To determine if the number of recorded contacts for a pair of dogs were likely to be a result of random encounters of dogs moving within their AR, we simulated random encounters by using the original time and distance between subsequent location records but randomised direction of movement, constrained within the real AR for each dog. The average of 50 simulations was used to represent the number of chance encounters between a pair of dogs. As the AR of some dogs did not overlap, pairs with zero random encounters were removed from further analyses. Actual contacts for the remaining pairs were compared with simulated contacts and evaluated using a Welch's two sample t-test [30]. The whole procedure (both actual and simulated contacts), as well as the daily distance calculations and AR estimates were performed with programs written in Visual Basic 6.0 (Microsoft Corp.) by one of the authors (G.K). The programs enable the user to set parameter limitations that prevail in the dataset analysed (e.g. duration between successive fixes, altering distance threshold), ensuring application to a wide variety of datasets. Data are presented as mean ±1 standard deviation; N =  number of observations.

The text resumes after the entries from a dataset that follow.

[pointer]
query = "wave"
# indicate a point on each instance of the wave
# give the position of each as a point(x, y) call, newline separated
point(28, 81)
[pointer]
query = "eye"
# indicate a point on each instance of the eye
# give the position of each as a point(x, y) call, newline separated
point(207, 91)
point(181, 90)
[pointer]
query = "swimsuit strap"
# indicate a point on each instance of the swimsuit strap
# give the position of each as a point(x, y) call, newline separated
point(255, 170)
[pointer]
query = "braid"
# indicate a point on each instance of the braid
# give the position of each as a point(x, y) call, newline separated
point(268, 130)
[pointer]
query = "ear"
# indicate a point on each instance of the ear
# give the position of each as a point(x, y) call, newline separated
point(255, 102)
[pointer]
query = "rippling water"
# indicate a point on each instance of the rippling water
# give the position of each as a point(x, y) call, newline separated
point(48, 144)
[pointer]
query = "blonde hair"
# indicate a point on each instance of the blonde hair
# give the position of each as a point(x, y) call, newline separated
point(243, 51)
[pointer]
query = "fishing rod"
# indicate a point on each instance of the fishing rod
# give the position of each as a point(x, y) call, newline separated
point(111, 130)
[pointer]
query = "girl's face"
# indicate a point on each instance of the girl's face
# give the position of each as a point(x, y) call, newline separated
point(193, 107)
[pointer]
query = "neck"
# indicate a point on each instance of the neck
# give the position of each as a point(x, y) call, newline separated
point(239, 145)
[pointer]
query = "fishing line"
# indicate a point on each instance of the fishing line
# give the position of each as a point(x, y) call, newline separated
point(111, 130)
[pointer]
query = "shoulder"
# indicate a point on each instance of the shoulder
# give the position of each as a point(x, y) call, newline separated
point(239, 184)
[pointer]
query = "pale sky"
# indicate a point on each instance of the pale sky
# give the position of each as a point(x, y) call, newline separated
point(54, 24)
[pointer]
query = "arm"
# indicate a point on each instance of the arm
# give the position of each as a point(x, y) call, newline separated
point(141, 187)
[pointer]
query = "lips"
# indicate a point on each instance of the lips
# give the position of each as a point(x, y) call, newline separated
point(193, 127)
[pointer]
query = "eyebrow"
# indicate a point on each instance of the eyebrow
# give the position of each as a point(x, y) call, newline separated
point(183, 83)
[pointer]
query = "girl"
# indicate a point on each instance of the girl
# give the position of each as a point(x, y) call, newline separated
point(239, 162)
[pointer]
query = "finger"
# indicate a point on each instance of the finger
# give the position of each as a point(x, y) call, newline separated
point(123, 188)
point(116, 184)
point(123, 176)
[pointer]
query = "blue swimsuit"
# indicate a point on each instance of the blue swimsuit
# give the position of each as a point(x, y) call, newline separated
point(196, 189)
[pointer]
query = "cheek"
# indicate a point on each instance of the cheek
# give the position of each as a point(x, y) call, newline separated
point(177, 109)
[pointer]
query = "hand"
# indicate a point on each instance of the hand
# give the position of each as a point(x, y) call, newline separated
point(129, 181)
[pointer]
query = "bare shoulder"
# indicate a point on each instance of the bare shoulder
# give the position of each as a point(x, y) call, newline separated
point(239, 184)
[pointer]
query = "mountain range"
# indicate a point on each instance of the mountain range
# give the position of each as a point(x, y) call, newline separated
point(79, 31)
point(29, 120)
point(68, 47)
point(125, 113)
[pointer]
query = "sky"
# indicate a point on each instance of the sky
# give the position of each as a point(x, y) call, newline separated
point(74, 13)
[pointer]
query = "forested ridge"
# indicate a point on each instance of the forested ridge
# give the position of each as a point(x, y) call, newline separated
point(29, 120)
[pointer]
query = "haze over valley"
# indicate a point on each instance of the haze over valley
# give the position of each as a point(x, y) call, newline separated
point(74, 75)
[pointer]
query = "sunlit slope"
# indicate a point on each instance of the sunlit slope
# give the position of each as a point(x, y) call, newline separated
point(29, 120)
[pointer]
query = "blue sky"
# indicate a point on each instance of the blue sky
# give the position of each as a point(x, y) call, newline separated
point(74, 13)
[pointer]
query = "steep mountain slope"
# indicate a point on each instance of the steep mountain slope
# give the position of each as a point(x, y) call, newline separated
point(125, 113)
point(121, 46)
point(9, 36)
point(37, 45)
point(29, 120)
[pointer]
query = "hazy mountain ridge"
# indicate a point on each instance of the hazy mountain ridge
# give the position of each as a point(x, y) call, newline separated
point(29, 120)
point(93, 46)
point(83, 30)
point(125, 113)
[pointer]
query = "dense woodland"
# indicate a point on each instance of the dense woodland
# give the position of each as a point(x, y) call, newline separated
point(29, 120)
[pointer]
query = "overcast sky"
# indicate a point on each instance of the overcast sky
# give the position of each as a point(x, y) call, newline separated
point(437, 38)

Research was conducted with approval from the UNE Animal Ethics Committee (AEC13-009). Fieldwork was carried out with permission from Tiwi Islands Shire Council.

Results

During transect walks, an average of 147±18 dogs were observed, with only 9.8±2.5% of dogs confined to a yard. Including the 20 GPS-collared dogs, 163 dogs were individually recognisable and all of these dogs were resighted during the transect walks. Subsequently, the community dog population was estimated at 326±52 (N = 15), with an average of 1.1 dogs per household (21 dogs per 100 people; data based on [31]). This represents all dogs within the community, including owned free-roaming, confined and stray dogs greater than 6 weeks of age.

Consequently, the sample of dogs fitted with GPS collars (N = 20) represented 6.1% of the population. Data were retrieved from 17 dogs (i.e. 5.2% of dog population); two collars were lost, while another became dysfunctional when bitten by a dog shortly after deployment. Solitary dogs were observed most often, with social groups ranging in size from 2 to 7 individuals. Size of social groups, determined from transect observations (N = 1 423 groups observed), correlated strongly with those estimated for the GPS-collared dogs (transect walk  =  GPS data*0.76+3.48, r2 = 0.97, P<0.001; Fig. 1). Overall, GPS-collared dog social groupings were smaller compared with transect observations because not all dogs were collared within the community.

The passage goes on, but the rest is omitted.